He seems noncommittal. Do you get the feeling he does not really want to go on the date?


----------



## beatricecat (Jan 13, 2016)

jld said:


> He seems noncommittal. Do you get the feeling he does not really want to go on the date?


He said he still doesn't know if he wants to work on things or not last time we went to counseling in January. So I know he isn't truly there yet.
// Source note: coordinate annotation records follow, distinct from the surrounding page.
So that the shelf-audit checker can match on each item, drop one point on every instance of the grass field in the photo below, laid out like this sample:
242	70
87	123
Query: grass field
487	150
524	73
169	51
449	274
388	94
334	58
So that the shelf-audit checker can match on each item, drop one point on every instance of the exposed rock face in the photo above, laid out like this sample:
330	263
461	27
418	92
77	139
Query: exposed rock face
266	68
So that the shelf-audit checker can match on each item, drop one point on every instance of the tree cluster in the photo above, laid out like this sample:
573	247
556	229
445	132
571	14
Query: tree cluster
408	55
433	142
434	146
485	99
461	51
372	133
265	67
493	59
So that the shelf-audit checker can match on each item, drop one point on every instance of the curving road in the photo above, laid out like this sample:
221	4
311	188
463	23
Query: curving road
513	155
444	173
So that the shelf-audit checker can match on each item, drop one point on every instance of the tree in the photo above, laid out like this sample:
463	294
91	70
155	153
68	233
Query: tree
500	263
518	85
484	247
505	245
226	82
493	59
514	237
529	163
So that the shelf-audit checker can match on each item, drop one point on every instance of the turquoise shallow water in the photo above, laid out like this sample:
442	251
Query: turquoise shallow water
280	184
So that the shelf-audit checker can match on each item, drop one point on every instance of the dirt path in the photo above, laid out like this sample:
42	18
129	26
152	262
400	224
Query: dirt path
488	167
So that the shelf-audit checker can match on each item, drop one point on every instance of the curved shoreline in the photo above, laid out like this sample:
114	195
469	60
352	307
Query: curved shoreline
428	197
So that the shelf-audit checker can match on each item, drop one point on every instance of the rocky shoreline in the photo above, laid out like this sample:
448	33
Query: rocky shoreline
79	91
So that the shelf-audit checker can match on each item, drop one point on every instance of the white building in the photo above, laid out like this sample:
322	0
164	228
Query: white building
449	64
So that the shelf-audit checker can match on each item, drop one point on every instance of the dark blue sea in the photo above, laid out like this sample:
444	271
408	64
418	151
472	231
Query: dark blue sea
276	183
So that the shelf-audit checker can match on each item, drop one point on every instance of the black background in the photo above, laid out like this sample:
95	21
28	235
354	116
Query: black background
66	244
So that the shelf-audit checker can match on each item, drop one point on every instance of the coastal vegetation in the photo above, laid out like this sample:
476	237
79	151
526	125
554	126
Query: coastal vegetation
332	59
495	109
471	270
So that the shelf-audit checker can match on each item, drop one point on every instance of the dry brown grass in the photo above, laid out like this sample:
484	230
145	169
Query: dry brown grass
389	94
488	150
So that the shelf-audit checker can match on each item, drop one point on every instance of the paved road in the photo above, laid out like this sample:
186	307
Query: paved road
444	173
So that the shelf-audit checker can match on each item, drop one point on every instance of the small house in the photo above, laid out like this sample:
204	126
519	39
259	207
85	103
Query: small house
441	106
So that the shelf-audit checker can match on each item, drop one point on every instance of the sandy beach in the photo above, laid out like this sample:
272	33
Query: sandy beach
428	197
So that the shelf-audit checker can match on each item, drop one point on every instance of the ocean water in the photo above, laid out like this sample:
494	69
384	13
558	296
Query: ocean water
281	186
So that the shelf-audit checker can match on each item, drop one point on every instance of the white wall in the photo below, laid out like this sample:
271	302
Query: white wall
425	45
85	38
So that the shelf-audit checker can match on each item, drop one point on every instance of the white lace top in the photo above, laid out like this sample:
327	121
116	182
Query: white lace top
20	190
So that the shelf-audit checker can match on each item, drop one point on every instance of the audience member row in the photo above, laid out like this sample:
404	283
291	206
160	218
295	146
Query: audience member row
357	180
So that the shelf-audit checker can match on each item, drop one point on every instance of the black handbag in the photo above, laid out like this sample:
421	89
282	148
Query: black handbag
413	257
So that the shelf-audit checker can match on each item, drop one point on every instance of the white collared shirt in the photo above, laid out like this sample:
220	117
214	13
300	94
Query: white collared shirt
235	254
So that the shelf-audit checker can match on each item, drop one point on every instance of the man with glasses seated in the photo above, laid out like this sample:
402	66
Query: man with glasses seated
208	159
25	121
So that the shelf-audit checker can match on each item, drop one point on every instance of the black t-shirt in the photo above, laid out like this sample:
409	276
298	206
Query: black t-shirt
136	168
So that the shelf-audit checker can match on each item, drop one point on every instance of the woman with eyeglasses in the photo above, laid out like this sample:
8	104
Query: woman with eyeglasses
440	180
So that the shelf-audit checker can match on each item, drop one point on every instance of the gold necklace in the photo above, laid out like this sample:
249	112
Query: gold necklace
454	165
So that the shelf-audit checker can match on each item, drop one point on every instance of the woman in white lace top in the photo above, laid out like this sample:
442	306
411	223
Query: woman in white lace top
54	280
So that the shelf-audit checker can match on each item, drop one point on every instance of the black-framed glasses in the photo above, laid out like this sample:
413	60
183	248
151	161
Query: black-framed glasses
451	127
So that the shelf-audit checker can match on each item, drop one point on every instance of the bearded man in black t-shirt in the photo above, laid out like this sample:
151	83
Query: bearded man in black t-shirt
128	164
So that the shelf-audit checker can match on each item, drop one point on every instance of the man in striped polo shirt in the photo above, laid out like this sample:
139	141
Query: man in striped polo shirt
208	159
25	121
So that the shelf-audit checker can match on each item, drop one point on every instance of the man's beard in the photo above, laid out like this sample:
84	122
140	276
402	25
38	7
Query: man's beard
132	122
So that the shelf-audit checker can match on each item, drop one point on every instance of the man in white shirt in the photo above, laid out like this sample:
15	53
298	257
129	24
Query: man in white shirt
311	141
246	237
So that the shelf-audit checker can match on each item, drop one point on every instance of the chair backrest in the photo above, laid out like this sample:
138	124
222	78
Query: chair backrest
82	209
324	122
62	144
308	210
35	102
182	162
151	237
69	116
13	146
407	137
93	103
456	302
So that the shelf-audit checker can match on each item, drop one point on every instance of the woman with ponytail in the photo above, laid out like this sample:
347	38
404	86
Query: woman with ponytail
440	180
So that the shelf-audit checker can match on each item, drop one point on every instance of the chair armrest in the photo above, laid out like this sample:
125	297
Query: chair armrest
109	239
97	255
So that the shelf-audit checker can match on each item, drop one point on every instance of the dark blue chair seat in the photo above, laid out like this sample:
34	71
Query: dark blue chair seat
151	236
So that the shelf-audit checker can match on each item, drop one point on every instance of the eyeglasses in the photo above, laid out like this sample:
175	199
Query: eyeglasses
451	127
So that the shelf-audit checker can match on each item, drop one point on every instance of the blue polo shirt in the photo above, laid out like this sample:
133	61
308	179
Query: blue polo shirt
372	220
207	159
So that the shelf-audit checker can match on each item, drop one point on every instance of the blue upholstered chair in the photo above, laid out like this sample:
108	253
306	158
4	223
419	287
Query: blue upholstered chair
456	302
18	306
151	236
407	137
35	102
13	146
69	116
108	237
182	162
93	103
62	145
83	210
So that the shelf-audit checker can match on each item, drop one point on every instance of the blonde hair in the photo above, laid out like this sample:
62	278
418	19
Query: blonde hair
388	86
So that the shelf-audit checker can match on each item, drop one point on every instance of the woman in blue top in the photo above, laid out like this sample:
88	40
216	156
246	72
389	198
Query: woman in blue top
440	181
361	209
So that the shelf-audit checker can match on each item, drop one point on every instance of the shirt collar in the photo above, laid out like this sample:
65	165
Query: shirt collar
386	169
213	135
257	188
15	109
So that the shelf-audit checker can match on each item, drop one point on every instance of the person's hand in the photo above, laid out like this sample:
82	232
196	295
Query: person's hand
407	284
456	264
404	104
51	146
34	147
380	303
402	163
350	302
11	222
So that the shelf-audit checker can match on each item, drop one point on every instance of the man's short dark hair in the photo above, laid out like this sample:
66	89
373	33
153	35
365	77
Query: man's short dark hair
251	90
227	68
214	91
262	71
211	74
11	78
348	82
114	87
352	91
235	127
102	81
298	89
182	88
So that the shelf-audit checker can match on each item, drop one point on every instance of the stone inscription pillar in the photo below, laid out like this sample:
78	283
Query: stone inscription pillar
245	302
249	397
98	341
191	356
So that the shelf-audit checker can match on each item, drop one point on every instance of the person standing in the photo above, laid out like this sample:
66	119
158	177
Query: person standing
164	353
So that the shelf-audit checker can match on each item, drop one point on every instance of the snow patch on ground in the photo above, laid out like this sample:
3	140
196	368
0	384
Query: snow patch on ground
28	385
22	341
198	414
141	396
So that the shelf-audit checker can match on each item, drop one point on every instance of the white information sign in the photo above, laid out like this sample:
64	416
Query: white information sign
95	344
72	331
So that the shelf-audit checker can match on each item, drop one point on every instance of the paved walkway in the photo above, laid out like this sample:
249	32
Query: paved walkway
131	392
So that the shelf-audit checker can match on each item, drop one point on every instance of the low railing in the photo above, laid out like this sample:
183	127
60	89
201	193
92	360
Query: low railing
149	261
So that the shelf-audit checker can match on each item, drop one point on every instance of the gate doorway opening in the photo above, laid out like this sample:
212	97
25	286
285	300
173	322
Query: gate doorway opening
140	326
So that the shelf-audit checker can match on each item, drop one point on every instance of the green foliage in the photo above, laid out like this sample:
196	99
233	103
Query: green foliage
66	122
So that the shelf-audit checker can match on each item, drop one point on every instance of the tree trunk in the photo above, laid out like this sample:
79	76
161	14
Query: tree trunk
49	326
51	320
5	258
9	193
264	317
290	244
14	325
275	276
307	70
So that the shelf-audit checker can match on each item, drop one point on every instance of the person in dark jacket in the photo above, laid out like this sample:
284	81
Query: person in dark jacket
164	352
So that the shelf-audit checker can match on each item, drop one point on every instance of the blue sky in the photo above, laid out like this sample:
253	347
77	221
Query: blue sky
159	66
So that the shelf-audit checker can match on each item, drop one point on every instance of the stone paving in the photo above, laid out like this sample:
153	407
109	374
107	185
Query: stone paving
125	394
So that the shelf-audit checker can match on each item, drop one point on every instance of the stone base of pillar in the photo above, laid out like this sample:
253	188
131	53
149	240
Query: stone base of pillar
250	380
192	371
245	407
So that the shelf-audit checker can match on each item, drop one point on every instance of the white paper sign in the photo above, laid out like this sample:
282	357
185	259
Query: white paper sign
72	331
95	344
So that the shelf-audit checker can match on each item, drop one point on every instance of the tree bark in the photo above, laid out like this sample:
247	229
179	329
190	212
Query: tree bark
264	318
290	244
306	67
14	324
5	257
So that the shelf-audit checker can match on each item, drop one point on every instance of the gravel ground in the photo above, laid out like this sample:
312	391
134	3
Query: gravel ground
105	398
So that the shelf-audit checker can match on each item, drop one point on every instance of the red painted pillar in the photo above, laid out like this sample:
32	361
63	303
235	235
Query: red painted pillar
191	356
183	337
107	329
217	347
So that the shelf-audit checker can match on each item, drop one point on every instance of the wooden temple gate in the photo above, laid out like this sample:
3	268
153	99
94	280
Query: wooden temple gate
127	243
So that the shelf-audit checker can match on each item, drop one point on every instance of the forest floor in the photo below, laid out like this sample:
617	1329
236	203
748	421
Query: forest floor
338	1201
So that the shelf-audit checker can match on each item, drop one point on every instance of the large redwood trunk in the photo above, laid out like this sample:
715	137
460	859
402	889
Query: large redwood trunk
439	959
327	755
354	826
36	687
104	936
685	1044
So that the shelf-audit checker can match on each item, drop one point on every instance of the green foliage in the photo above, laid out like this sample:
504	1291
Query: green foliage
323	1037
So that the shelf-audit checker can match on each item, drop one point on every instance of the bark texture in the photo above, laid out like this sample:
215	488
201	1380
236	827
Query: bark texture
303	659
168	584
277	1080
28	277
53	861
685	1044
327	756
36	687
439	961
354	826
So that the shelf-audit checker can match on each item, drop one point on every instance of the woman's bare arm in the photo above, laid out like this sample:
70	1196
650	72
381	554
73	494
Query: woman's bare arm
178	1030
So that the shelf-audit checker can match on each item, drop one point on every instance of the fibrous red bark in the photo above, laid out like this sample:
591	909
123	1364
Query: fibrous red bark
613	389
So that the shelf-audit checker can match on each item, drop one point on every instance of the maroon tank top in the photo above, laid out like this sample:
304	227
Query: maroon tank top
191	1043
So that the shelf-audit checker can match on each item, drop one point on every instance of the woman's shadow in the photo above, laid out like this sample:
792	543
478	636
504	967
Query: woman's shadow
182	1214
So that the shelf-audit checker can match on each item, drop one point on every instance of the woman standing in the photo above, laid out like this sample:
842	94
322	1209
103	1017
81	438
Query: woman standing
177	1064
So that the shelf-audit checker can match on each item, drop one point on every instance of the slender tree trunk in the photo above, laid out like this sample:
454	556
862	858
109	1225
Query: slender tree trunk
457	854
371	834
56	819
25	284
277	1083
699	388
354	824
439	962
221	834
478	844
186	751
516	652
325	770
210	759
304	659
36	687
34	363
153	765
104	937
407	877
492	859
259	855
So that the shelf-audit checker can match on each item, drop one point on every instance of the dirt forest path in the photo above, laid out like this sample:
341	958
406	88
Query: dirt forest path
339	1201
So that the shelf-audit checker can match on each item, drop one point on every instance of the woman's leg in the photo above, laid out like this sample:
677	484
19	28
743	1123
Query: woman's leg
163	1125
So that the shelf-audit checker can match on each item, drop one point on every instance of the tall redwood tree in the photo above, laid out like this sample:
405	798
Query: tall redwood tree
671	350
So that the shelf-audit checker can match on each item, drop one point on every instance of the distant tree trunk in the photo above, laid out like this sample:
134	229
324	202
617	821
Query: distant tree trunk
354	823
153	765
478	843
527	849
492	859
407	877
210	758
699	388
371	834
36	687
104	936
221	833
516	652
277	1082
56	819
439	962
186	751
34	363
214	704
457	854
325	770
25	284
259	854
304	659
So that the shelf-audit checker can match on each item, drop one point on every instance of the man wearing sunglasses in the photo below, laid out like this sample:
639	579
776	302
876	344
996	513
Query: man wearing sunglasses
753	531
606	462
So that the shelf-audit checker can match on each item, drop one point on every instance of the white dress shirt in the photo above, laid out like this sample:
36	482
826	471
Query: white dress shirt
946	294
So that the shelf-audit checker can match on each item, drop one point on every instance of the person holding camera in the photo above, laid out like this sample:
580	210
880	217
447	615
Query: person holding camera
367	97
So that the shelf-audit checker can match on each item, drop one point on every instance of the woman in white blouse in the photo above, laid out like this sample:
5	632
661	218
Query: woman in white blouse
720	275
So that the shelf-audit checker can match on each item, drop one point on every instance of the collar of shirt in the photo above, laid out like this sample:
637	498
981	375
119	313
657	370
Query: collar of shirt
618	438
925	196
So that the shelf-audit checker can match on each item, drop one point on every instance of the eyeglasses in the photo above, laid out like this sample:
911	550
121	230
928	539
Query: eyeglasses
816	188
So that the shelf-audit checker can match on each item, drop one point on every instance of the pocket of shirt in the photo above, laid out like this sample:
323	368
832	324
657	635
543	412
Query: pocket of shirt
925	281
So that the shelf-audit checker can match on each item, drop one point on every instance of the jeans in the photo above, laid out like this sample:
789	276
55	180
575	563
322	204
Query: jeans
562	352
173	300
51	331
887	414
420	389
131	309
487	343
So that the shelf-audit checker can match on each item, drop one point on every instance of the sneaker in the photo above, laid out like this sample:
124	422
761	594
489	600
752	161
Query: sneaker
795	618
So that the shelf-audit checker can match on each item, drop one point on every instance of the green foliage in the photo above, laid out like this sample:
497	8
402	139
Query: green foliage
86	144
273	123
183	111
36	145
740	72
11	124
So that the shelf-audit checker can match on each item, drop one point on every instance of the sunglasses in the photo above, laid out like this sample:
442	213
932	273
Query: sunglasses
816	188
When I first asked him he just said okay and just said he would think about what he wants to do. When I saw him last Tuesday to pick up some paperwork, I got confirmation I got 2 job offers, and he seemed excited. And when I confirmed if the 27th would be a good day for us to go out, he was very upbeat about it. And once he confirmed the day worked for him, I haven't brought it up since.
_Posted via Mobile Device_


----------



## jld (Dec 1, 2013)

beatricecat said:


> He said he still doesn't know if he wants to work on things or not last time we went to counseling in January. So I know he isn't truly there yet.
> 
> When I first asked him he just said okay and just said he would think about what he wants to do. When I saw him last Tuesday to pick up some paperwork, I got confirmation I got 2 job offers, and he seemed excited. And when I confirmed if the 27th would be a good day for us to go out, he was very upbeat about it. And once he confirmed the day worked for him, I haven't brought it up since.
> _Posted via Mobile Device_


That sounds good, that he was upbeat.


----------



## Ynot (Aug 26, 2014)

Kind of along the same lines as the previous post by Myers, but I agree. In the meantime, if you have truly made the changes you said you did, why are you making the first date about him? You are the one who changed, invite him into your world. Do something you want to do. If he enjoys it you might rekindle something.


----------